Afghanistan's Taliban suspend peace talks with US

A US soldier watches members of the Afghan Public Protection Force arrive at the transition ceremony of private security forces to Afghan Public Protection Force (APPF) on the outskirts of Kabul
Image caption President Karzai says Afghan troops should take the lead for nationwide security next year

The Taliban in Afghanistan have suspended preliminary peace negotiations with the United States.

The group blamed the Americans' "ever-changing position" and said US efforts to involve the Afghan authorities were a key stumbling block to further talks.

The Taliban regard the Kabul government as illegitimate.

Meanwhile President Hamid Karzai urged Nato troops to leave Afghan villages after a US soldier killed 16 civilians. US officials denied any major rift.

Officials told the BBC that the priority for the Afghan government was to avoid civilian casualties at any cost.

President Karzai told visiting US defence secretary Leon Panetta that Afghan troops should take the lead for nationwide security in 2013.

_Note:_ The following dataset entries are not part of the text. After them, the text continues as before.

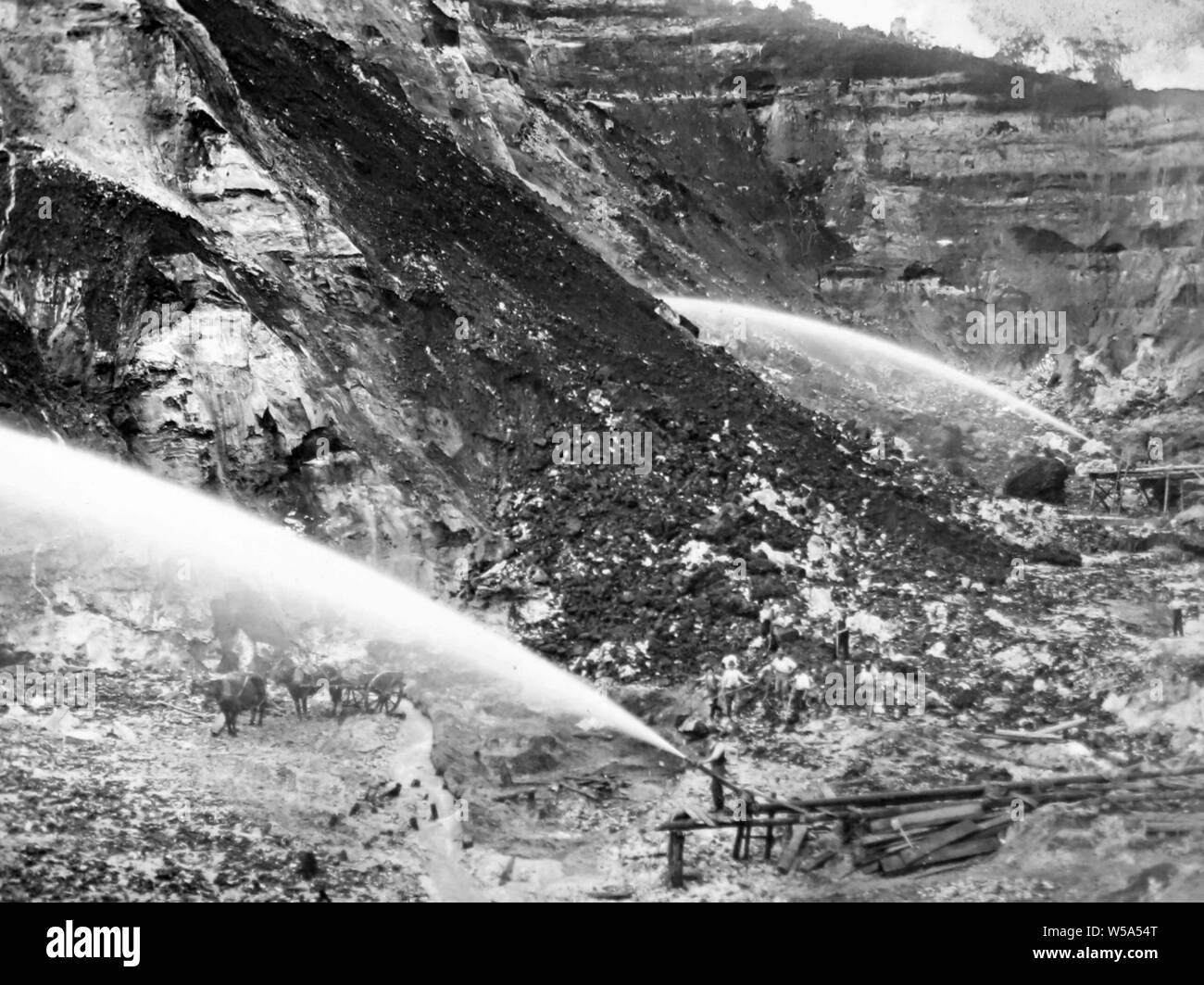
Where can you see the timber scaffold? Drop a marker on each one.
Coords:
(895, 832)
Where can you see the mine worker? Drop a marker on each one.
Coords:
(709, 680)
(842, 638)
(783, 670)
(1176, 615)
(866, 684)
(799, 694)
(880, 686)
(730, 683)
(718, 764)
(766, 620)
(763, 680)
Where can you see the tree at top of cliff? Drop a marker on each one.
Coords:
(1103, 40)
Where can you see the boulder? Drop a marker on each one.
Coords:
(1058, 554)
(1036, 478)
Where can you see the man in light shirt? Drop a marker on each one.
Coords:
(1176, 615)
(730, 683)
(783, 670)
(866, 683)
(799, 694)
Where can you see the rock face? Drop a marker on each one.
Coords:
(237, 254)
(782, 159)
(1038, 478)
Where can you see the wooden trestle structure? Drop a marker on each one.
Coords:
(899, 831)
(1109, 486)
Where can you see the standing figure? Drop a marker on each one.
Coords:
(718, 764)
(730, 684)
(866, 684)
(783, 671)
(1176, 615)
(709, 682)
(799, 694)
(842, 638)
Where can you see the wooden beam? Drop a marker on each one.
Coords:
(790, 856)
(677, 859)
(920, 818)
(930, 844)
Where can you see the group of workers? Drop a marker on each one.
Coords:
(782, 679)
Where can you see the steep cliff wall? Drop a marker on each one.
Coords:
(236, 253)
(773, 158)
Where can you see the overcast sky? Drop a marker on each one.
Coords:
(1168, 53)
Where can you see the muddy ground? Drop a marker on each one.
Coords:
(454, 801)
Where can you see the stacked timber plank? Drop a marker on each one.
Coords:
(930, 836)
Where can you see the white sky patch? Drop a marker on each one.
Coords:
(949, 24)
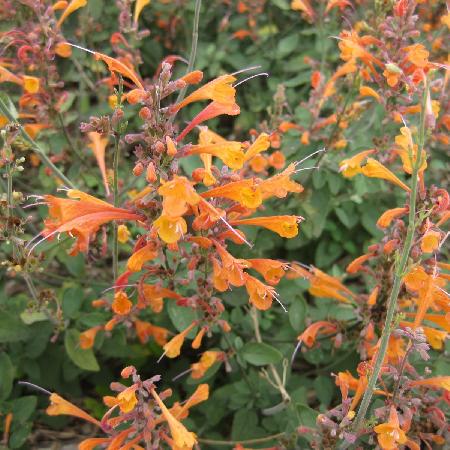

In a statement issued on Thursday, the Taliban said they had agreed to talks focusing on a political office being established in Qatar and on a prisoner exchange.

They said they were suspending the talks because of "the shaky, erratic and vague standpoint of the Americans".

US diplomatic sources say the Taliban were told by US negotiators that the Afghan government had to be a part of any negotiations.

The Taliban statement reiterated that the group "considers talking with the Kabul administration as pointless."

Other conditions reportedly set by the US in the talks include accepting of the Afghan constitution - which the Taliban have rejected - and publicly denouncing al-Qaeda.

The BBC's Quentin Sommerville in Kabul says the Taliban's suspension of the talks is a significant setback for efforts to begin substantive negotiations with the insurgents.

It was thought that a deal to exchange five Taliban fighters currently held at Guantanamo Bay for a kidnapped American soldier was only weeks away, our correspondent adds.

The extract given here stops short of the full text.